Cuando le conté el encuentro a Valérie, ella me miró con cierta perplejidad; ni siquiera se acordaba de Lionel. Ese era el problema de aquel chico; no era mal tipo, pero no tenía ninguna personalidad; era demasiado reservado, demasiado humilde, a cualquiera le hubiera costado recordarlo.

—Bueno… —dijo Valérie—, si te ha dado por ahí… Aunque no va a tener que pagar ni el cincuenta por ciento; iba a decírtelo, nos van a dar invitaciones para la semana de la inauguración, la del primero de enero.

Llamé a Lionel a la mañana siguiente para decirle que la estancia sería gratuita; aquello fue demasiado, no me creía, incluso me costó un poco convencerlo de que aceptara.

Ese mismo día recibí la visita de una joven artista que vino a enseñarme su trabajo. Se llamaba Sandra Heksjtovoian, algo así, en cualquier caso un nombre del que yo no me iba a acordar; si hubiera sido su agente, le habría aconsejado que se lo cambiara por Sandra Hallyday. Era una chica muy joven, con pantalón y camiseta, bastante corriente, con la cara un poco redonda y el pelo corto y rizado; había estudiado Bellas Artes en Caen. Trabajaba solamente con su cuerpo, me dijo; la miré con inquietud mientras abría el portafolios. Esperaba que no me sacara fotos de cirugía estética del dedo gordo del pie o algo por el estilo, estaba un poco hasta las cejas de esas historias. Pero no, me tendió unas postales en las que había impreso la huella de su coño empapado en pintura de diferentes colores.
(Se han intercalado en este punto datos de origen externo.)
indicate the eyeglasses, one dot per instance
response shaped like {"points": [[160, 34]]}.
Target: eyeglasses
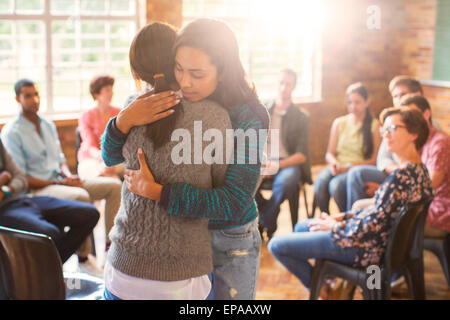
{"points": [[391, 129]]}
Elegí una turquesa y una malva; lamenté un poco no poder darle a cambio unas fotos de mi polla. La cosa era simpática, pero en fin, creía recordar que Yves Klein ya había hecho cosas semejantes hacía más de cuarenta años; no me iba a resultar muy fácil defender su trabajo. Claro, claro, asintió ella, había que tomárselo como un
ejercicio de estilo
. Entonces sacó de un embalaje de cartón una obra más compleja, compuesta por dos ruedas de distintos tamaños unidas por una delgada cinta de goma; una manivela permitía arrastrar el dispositivo. La cinta de goma estaba cubierta de pequeñas protuberancias de plástico, de forma más o menos piramidal. Yo accioné la manivela y pasé un dedo por la cinta en movimiento; el roce no era desagradable.

—Son vaciados de mi clítoris —explicó la chica. Yo retiré el dedo de inmediato, y ella continuó—: Hice fotos con un endoscopio en el momento de la erección, y luego lo pasé todo al ordenador. Reconstruí el volumen con un programa de 3—D, luego modelé el resultado en
ray-tracingy
mandé los datos a la fábrica.

Me daba la impresión de que se dejaba llevar un poco por los aspectos técnicos. Le di otra vez a la manivela, casi maquinalmente.

—Dan ganas de tocar, ¿verdad? — dijo ella, satisfecha—. Se me ha ocurrido poner una resistencia para que se encienda una bombillita. ¿Qué opina usted?

En realidad yo no estaba a favor, me parecía que así se cargaría la sencillez del concepto. Para ser una artista contemporánea, la chica era bastante simpática; me estaban dando ganas de proponerle que se acostara con nosotros una noche, seguro que Valérie y ella se caerían bien. Me di cuenta justo a tiempo de que, en mi posición, aquello podía considerarse acoso sexual; miré el dispositivo con desánimo.